Archiv 1998

Ein Kommentar zum Wegfall der Kinderermäßigung bei der Nutzung der TGO-Punktekarte zum 1. Januar 1999

Offenburg, im Dezember 1998

Der Ortenaukreis mit seinem Tarifverbund TGO ist seit Januar dieses Jahres zum bundesweiten Musterbeispiel für eine familienfeindliche Tarifgestaltung geworden. Attraktiv waren die ÖPNV-Angebote für Familien seit dem Inkrafttreten des Gemeinschaftstarifs für den Tarifverbund Ortenau auch bisher nicht. Was den Benutzern von Bussen und Bahnen an weiteren Belastungen häppchenweise zugemutet wird, steht im krassen Widerspruch zu den politischen Bekenntnissen und dem Werben für den öffentlichen Nahverkehr. Mit Beginn des Jahres 1999 entfiel, so die neuen TGO-Tarifbedingungen, die Kinderermäßigung bei der Nutzung der Punktekarte. Schon bisher war die Regelung für Kinder zwischen 4 und 11 Jahren eher halbherzig: für diese Altersgruppe wird zwar nach dem Gemeinschafttarif eine Ermäßigung von 50% gewährt, was aber bei der Benutzung der Punktekarte nicht konsequent umgesetzt wurde. Während Erwachsene für die Fahrt von Gengenbach in die Kreisstadt drei Punkte zu entwerten haben, mußten bisher für Kinder zwei Punkte abgestempelt werden. Das entsprach einem Fahrpreis von DM 1,80  bis Dezember 1998 und, durch Wegfall der Kinderermäßigung bei gleichzeitiger Tariferhöhung, DM 3,00 ab Januar 1999. Ein Kind aus einer Familie mit mehr als zwei Kindern wurde auf der selben Strecke bis Januar des Jahres 1998 von der Deutschen Bahn AG für 75 Pfennig befördert. Aber seit dem 1. Februar 1998 verlor die BahnCard, und damit auch der "Würmelingpass" für kinderreiche Familien, seine Gültigkeit in der Ortenau.
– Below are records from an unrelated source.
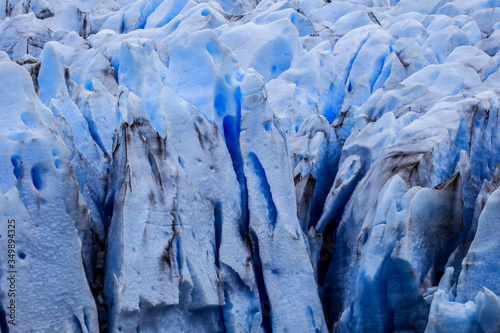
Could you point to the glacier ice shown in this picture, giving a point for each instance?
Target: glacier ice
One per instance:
(250, 165)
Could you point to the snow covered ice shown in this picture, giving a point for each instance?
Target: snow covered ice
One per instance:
(250, 166)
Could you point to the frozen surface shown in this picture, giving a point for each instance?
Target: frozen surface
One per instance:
(250, 166)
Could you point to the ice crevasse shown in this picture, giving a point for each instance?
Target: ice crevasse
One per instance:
(250, 166)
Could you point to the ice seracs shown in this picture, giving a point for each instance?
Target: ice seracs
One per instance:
(251, 166)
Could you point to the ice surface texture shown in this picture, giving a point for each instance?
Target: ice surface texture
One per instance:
(251, 166)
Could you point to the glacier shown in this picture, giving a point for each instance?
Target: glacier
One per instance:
(250, 166)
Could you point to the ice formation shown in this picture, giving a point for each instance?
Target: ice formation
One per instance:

Was hat die Verantwortlichen zu einer verantwortungslosen Änderung der Tarifbestimmungen bewogen? Begründet wird die Maßnahme des Wegfalls der Kinderermäßigung mit "Abrechnungsproblemen" im Schülerverkehr. Das Landratsamt hatte zum Beginn des Schuljahrs 1998/99 die Elternanteile für die Schülermonatskarten durch Änderung der Satzung über die Erstattung notwendiger Schülerbeförderungskosten drastisch erhöht, wodurch die Akzeptanz der Schülermonatskarten deutlich verringert wird. Die Eltern reagieren darauf durch den Kauf von Punktekarten und "alternativen" Beförderungsmodellen: Eine Familie aus Gengenbach, deren vier Kinder eine Offenburger Schule besuchen, bezahlt für die 25 Schultage zwischen den Sommer- und Herbstferien DM 416 für den Kauf von TGO-Schülermonatskarten. Nach DB-Tarif (zwei der vier Kinder unter 12) hätten die Fahrten sogar mit Einzelfahrscheinen nur DM 225 gekostet. Jetzt werden die Kinder zum gemeinsamen Schulbeginn mit dem Auto zur Schule gefahren und zur Heimfahrt mit Punktekarten ausgestattet. Anstatt die Tarife und Bedingungen im Bereich der Schülerbeförderung zu verbessern - ein Blick über die Kreisgrenzen nach Freiburg und Karlsruhe zeigt hervorragende Beispiele - wird der Fahrpreis für Kinder heraufgesetzt. Die Bezeichnung "Umwelt- Punktekarte" wird damit für Eltern mit Kindern ein Hohn.